Adding your own translations
For application-specific strings, use the bootstack add i18n scaffold:
bootstack add i18n --languages en es de
This creates:
locales/
├── en/LC_MESSAGES/messages.po
├── es/LC_MESSAGES/messages.po
└── de/LC_MESSAGES/messages.po
Edit each .po file with your translations:
msgid "Welcome"
msgstr "Bienvenido"
msgid "Save"
msgstr "Guardar"
msgid "Hello, %s!"
msgstr "¡Hola, %s!"
Compile to .mo files:
msgfmt locales/es/LC_MESSAGES/messages.po -o locales/es/LC_MESSAGES/messages.mo
Or, if you have Babel installed:
pybabel compile -d locales -D messages
Pointing the catalog at your domain
The scaffold uses the gettext domain messages (the Babel default). The
framework's auto-init uses domain bootstack so its built-in strings load.

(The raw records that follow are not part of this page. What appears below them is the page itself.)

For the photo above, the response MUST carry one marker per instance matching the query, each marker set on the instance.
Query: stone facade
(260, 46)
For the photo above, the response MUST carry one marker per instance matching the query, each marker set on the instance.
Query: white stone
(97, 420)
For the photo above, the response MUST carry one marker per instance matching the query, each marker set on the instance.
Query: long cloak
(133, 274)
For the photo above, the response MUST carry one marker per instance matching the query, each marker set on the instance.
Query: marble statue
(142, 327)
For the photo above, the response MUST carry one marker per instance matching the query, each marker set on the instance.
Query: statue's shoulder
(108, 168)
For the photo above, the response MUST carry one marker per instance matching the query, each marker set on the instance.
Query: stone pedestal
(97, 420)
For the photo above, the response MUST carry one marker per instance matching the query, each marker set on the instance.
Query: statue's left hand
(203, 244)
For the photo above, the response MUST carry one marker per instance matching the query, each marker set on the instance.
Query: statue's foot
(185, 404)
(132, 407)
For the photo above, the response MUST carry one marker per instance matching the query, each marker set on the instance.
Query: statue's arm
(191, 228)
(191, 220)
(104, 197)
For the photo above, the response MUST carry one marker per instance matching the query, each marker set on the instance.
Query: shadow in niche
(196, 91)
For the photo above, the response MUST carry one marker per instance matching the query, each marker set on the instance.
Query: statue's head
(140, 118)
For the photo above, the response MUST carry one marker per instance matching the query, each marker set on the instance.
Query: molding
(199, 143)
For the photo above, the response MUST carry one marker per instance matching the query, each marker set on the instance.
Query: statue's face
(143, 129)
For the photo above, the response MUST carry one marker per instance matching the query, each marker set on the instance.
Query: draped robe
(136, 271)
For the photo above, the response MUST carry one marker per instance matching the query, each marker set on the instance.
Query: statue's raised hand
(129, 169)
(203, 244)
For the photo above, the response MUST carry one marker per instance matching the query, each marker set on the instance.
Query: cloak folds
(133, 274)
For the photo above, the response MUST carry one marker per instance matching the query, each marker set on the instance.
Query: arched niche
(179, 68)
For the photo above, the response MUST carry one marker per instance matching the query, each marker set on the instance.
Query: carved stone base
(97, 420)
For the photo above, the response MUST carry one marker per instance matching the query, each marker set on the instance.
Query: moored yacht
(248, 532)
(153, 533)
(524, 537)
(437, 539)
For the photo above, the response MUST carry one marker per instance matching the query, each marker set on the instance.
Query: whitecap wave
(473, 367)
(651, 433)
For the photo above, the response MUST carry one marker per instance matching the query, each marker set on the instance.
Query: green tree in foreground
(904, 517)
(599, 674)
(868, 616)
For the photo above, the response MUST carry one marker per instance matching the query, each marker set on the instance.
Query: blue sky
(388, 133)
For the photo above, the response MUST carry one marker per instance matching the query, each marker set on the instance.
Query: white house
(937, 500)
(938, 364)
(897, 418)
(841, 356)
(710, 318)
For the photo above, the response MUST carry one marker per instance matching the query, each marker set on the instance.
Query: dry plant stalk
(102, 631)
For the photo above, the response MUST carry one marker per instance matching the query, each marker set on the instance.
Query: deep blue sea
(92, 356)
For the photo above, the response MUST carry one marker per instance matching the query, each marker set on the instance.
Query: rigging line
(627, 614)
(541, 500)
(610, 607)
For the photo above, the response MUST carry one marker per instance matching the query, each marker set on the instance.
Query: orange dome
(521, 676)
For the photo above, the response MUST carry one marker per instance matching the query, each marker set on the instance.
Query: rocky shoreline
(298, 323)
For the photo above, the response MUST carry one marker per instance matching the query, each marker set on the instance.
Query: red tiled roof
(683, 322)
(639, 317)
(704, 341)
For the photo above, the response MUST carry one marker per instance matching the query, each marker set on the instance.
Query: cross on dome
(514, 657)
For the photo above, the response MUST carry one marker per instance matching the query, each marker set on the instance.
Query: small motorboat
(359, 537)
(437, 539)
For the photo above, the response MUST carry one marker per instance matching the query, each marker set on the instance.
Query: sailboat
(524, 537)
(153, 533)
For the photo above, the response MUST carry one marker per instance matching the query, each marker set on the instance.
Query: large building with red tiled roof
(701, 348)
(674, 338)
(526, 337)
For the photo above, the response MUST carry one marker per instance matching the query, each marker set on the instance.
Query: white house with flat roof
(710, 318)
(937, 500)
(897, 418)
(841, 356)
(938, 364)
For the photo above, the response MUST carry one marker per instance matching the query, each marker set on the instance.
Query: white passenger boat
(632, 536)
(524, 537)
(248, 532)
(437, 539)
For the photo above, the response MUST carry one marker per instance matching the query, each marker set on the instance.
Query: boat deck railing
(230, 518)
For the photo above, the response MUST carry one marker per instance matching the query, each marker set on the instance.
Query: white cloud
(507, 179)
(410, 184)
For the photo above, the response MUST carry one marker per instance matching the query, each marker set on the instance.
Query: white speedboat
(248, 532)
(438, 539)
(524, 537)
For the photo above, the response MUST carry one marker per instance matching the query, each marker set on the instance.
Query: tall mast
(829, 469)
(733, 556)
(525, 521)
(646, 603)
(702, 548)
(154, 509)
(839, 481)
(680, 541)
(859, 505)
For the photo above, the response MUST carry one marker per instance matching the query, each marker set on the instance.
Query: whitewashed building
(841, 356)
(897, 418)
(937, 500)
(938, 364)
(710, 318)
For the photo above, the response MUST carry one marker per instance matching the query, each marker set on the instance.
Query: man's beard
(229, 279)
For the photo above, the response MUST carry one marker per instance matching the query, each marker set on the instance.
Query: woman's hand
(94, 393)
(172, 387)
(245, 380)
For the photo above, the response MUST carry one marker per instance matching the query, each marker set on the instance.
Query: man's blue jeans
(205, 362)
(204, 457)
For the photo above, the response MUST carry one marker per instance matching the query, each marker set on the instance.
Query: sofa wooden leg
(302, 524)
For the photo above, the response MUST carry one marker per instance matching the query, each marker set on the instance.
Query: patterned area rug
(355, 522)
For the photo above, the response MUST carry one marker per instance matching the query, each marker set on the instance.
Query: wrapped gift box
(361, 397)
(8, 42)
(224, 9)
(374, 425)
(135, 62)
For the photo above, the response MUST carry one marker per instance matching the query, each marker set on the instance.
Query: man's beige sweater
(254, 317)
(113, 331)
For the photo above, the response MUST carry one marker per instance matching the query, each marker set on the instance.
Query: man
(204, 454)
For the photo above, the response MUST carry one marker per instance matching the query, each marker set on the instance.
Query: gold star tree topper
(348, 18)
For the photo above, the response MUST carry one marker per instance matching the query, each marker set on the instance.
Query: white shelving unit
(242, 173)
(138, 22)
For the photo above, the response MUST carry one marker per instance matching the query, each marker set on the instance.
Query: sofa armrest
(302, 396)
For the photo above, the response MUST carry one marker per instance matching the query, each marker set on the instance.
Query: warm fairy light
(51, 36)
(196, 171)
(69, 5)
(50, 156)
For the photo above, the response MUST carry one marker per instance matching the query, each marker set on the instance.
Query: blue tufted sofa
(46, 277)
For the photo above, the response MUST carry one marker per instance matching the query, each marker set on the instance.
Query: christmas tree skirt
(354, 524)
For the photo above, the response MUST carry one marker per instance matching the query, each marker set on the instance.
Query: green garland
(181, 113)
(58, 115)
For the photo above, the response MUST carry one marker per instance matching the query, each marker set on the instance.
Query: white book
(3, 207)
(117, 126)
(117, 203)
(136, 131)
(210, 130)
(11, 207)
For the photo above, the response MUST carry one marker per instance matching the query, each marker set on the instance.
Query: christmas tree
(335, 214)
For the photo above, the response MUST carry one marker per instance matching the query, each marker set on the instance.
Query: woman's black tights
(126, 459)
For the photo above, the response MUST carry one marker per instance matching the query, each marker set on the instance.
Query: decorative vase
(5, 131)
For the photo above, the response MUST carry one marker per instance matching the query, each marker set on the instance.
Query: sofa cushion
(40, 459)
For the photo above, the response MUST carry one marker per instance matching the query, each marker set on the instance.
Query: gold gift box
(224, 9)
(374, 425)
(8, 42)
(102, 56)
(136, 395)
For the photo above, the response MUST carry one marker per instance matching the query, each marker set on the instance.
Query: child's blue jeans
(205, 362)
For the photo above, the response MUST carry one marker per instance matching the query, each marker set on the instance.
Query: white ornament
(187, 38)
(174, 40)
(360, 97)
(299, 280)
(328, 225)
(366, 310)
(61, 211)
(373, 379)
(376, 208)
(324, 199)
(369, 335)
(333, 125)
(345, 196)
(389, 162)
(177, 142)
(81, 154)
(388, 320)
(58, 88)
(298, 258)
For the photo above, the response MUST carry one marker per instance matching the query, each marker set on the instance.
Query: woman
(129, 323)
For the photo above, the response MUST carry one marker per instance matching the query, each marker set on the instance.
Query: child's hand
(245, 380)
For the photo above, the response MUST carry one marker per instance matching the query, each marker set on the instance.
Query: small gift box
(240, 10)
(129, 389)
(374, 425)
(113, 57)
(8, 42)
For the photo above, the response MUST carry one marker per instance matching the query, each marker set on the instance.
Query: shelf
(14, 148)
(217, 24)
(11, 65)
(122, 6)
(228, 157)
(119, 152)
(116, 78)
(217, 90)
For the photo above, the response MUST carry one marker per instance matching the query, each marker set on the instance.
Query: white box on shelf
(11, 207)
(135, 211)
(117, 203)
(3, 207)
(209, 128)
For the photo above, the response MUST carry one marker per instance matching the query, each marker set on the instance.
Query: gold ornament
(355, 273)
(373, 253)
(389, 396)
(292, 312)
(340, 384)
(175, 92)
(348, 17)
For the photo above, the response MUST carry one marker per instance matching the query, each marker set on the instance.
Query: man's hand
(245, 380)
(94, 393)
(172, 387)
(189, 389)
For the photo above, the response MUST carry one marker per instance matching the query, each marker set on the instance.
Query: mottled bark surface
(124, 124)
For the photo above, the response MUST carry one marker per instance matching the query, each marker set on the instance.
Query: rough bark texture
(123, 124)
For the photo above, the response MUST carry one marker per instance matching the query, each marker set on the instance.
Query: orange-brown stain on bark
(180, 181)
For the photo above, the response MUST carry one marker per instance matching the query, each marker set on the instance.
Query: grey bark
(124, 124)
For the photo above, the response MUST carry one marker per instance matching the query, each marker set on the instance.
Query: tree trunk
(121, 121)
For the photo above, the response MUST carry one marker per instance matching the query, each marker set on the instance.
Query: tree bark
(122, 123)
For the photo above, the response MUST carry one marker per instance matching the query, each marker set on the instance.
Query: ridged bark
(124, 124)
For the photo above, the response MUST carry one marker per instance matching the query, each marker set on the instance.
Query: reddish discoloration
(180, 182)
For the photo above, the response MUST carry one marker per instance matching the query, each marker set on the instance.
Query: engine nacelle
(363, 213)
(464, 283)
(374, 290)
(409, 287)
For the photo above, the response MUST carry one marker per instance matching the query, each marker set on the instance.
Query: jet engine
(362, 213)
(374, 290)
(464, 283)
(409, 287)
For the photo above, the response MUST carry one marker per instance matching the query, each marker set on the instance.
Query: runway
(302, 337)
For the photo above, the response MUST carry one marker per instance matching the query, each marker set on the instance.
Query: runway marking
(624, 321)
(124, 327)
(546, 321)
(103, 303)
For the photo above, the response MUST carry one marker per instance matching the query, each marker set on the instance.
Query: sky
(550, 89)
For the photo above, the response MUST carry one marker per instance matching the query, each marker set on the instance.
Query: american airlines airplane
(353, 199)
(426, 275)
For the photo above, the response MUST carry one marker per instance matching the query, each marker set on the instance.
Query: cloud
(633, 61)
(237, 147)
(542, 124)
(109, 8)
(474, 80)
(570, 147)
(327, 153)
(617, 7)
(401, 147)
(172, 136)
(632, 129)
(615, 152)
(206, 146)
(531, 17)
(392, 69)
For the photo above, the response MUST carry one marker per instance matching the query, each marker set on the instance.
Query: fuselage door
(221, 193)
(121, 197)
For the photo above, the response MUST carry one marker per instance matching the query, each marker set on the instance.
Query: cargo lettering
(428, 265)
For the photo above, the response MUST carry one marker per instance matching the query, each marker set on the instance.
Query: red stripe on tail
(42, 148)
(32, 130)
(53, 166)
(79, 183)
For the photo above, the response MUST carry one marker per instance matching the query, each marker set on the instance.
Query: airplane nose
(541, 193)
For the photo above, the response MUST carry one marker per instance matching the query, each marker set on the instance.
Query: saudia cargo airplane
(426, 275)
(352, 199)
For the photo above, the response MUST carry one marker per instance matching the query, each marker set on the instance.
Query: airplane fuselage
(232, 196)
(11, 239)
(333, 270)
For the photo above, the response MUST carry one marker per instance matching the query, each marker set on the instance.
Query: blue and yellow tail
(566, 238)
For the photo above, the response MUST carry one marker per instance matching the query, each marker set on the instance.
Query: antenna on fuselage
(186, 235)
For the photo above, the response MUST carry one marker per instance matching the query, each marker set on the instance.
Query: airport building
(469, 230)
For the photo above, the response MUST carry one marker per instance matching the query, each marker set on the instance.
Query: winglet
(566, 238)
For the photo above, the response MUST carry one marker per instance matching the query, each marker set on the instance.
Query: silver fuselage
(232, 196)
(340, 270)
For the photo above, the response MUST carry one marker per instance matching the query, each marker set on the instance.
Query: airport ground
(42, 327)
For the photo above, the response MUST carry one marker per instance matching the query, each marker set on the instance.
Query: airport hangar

To make your own catalog active, re-initialize after creating the App:
import bootstack as bs
from bootstack import MessageCatalog
app = bs.App(title="MyApp", minsize=(600, 400), settings=bs.AppSettings(locale="es_ES"))
# Switch to your application's domain
MessageCatalog.init(
locales_dir="locales",
domain="messages",
default_locale="es_ES",
)
bs.Label(app, text="Welcome").pack(pady=20) # → "Bienvenido"
bs.Button(app, text="Save").pack() # → "Guardar"
app.mainloop()
After this re-init, MessageCatalog.translate("Welcome") consults your
locales/es/LC_MESSAGES/messages.mo. The built-in bootstack domain is
no longer active — built-in dialogs revert to English. If you need both,
the simplest path is to copy the strings you care about into your own
catalog.
Auto-translation of widget text
Widgets with text accept a localize= parameter that controls whether
plain string literals are wrapped into translation specs:
# Auto: literal strings become translation lookups (default)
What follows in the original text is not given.